Много позже я узнал и конец этой истории. У односельчанина, с которым сидел отец, были сыновья. В пятьдесят шестом это были уже большие, солидные мужики. Я их помню. Они узнали, что отец их в лагерях где-то сгинул. Это им сказали. Но они не знали, кто донес на их отца, и они пришли к нам. Мой отец рассказал им про соседа. Сосед уже был стар, одинок и плохо ходил. Они пришли к нему. Тот сидел в горнице. Сени от горницы отделял высокий порог. Сыновья спросили его, и тот во всем признался. Они взяли его за руки, за ноги, несколько раз ударили задницей о высокий порог и ушли. Потом они продали отцовский дом, в котором жили, и уехали неизвестно куда. Сосед ничего никому не сказал. Месяца через три у него отнялись ноги, а через полгода он умер. Мой отец его похоронил…
Старик и Крашев долго молчали.
— И что же, — наконец спросил Крашев, — вы считаете, ничего нельзя поправить?
— Ну, что вы, — рассмеялся Старик. — Время бежит — жизнь не остановишь. Объективно она становится лучше. Но многое надо сделать. Очень многое. И самое главное — надо осознать себя, понять себя, свою суть; научиться уважать себя, свою подлинность; унять в себе триумф по поводу того, что мы ухватили жар-птицу; понять, что это далеко не все — надо работать; надо покончить с нашим плебейством, с изобретением вождей, призванием кумиров и «отцов народов»; надо, чтобы «слуги народа» и были слугами народа. Надо покончить с единомыслием и единовластием. Прийти к настоящему, реальному самоуправлению. Понять, что подлинная демократия — это не только свобода, но и громадная ответственность каждого. Человек должен перестать быть рабом другого человека или рабом собственной подлости… Впрочем, все это слова, слова, слова, а следовательно, банальности. Главное и самое тяжкое, чтобы все это стало делом, жизнью…
Глава 17
К вечеру позвонила жена.
— Я останусь у матери, — сказала она. — Что-то ей одиноко. Поцелуй за меня сына…
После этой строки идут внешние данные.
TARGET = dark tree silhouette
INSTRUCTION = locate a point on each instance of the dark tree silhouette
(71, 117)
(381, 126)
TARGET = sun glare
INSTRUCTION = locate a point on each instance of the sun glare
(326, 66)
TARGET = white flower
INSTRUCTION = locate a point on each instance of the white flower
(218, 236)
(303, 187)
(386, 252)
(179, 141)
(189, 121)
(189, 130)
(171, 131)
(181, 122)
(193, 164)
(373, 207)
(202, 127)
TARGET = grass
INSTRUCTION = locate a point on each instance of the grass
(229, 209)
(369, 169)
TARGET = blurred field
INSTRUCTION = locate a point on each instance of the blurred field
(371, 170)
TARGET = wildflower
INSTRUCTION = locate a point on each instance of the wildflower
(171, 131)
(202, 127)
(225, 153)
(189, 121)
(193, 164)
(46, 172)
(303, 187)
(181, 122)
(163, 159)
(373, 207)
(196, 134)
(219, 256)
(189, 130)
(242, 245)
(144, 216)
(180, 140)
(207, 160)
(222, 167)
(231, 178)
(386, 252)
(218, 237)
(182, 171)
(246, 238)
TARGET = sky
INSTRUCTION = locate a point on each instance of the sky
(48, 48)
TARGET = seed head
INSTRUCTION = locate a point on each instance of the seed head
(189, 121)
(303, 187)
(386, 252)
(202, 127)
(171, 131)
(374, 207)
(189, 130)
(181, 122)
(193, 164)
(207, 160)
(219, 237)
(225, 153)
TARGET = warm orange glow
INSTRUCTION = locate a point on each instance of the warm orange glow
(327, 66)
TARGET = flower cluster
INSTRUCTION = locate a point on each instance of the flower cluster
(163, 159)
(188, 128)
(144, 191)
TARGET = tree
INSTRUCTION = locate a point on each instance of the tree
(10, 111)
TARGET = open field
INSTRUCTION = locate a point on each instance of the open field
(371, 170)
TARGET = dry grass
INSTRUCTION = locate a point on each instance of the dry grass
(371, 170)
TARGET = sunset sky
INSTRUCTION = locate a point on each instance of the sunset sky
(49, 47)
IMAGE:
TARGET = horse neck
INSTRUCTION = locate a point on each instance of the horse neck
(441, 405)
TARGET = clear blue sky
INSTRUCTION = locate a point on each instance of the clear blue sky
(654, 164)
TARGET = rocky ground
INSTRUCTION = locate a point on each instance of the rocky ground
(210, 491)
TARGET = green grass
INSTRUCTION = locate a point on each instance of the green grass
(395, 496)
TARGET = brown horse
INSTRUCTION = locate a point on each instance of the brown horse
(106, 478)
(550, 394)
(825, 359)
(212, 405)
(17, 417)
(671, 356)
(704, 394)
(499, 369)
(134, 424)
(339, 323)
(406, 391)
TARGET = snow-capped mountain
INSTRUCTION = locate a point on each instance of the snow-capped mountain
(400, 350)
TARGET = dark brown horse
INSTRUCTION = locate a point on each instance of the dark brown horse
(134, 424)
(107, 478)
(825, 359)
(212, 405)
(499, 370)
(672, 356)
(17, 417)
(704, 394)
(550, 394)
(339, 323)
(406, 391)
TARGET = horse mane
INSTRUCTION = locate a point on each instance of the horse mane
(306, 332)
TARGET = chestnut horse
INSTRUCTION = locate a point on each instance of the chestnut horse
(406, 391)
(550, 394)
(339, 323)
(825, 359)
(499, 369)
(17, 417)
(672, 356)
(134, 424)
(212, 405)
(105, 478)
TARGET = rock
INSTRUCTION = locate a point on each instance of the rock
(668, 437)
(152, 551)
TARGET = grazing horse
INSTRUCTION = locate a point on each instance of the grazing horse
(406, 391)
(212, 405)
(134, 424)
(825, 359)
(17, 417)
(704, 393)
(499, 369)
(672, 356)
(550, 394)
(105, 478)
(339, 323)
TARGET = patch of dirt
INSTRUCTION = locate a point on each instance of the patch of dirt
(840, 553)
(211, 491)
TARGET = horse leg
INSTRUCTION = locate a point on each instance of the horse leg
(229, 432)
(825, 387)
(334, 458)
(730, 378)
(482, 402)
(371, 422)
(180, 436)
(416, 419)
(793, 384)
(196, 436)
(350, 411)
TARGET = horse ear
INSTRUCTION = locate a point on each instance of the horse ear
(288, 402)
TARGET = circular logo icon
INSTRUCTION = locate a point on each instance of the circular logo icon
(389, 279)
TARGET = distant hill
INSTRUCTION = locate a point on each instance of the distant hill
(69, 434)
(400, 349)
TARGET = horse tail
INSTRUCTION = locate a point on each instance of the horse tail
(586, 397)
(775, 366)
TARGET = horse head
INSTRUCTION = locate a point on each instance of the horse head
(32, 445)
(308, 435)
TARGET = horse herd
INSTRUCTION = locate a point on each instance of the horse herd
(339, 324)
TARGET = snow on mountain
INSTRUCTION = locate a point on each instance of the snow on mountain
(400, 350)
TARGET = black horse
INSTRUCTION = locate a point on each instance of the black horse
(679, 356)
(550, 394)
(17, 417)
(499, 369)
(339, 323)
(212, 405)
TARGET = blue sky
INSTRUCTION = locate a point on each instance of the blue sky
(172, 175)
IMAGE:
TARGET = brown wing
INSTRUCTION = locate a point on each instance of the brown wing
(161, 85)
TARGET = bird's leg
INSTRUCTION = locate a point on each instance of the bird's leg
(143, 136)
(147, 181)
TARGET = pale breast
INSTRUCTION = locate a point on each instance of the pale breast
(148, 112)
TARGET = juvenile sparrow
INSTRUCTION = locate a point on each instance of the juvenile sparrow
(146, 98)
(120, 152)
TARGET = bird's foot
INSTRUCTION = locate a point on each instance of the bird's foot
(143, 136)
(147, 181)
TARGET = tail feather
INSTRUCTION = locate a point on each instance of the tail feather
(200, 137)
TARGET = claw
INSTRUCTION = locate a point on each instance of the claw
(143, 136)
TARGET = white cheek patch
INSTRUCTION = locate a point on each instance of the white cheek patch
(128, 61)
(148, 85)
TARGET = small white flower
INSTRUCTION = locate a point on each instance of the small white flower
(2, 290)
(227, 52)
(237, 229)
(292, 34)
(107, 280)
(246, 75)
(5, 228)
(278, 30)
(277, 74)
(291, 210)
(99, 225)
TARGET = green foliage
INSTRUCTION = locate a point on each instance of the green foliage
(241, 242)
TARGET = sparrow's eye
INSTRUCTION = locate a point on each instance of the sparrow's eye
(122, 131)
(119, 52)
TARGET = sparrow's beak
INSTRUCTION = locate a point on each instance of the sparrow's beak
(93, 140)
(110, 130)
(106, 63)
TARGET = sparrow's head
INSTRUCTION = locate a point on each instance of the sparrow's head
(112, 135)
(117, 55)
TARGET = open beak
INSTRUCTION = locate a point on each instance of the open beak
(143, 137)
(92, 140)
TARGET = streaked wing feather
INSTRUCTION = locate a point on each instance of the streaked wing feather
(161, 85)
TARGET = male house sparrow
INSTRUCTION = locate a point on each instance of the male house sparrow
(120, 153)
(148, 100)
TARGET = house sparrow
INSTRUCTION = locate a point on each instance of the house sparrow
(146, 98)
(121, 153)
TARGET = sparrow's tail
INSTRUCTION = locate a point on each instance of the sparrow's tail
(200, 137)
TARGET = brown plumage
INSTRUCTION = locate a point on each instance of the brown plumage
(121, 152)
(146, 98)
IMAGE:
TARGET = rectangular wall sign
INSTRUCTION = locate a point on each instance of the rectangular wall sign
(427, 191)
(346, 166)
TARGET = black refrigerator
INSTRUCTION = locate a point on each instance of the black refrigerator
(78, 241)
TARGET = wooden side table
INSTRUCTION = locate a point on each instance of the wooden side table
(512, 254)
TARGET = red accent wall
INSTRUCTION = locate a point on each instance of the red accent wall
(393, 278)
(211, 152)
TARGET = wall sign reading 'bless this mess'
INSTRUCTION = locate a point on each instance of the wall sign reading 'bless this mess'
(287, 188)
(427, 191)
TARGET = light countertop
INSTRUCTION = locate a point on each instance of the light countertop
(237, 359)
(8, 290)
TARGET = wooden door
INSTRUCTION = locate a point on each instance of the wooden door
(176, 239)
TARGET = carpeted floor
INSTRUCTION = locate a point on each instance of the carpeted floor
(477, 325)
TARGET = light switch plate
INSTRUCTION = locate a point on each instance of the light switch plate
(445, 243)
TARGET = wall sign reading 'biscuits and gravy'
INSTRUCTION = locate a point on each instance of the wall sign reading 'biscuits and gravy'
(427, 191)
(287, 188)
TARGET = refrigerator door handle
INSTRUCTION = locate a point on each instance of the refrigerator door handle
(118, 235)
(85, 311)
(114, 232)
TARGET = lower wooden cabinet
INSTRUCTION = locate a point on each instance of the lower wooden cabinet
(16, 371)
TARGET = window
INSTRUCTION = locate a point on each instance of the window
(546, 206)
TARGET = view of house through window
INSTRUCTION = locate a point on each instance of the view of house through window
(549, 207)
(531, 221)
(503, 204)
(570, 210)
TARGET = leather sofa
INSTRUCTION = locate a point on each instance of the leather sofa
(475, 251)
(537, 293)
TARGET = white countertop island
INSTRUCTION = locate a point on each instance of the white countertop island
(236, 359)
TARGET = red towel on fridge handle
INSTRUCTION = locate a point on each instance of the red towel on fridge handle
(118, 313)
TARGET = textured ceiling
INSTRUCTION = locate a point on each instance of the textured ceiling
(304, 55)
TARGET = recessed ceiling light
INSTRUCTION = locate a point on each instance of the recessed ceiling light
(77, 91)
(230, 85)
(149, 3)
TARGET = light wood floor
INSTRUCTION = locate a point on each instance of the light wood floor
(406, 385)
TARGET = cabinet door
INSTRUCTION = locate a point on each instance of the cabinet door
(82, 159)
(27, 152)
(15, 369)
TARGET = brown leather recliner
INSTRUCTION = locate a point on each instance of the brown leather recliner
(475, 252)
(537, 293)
Да, наверное, сейчас, когда сын, учившийся в одном из московских военных училищ, уже не жил с бабушкой, той было особенно одиноко. Но это была не вся правда. Полная правда состояла в том, что жена осталась у матери, чтобы еще и еще раз обсудить условия обмена… Мир в ее сознании был хорош, понятен, объясним. В нем не было загадок, трагедий. А уж тем более слез и крови. Были сложности, и жена успешно их преодолевала.
После разговора со Стариком, вернувшись домой, он не позвонил ни в министерство, ни в Главк. Нашел старый, тяжелый, подаренный Водолазом морской бинокль и долго разглядывал из окна спальни раскрашенного Гулливера. Тот, улыбаясь, делал свое дело: меж широко расставленных ног, одетых в яркие гетры, пропускал в свою страну маленьких, счастливых человечков, оставляя других — повыше — за низким зеленым забором…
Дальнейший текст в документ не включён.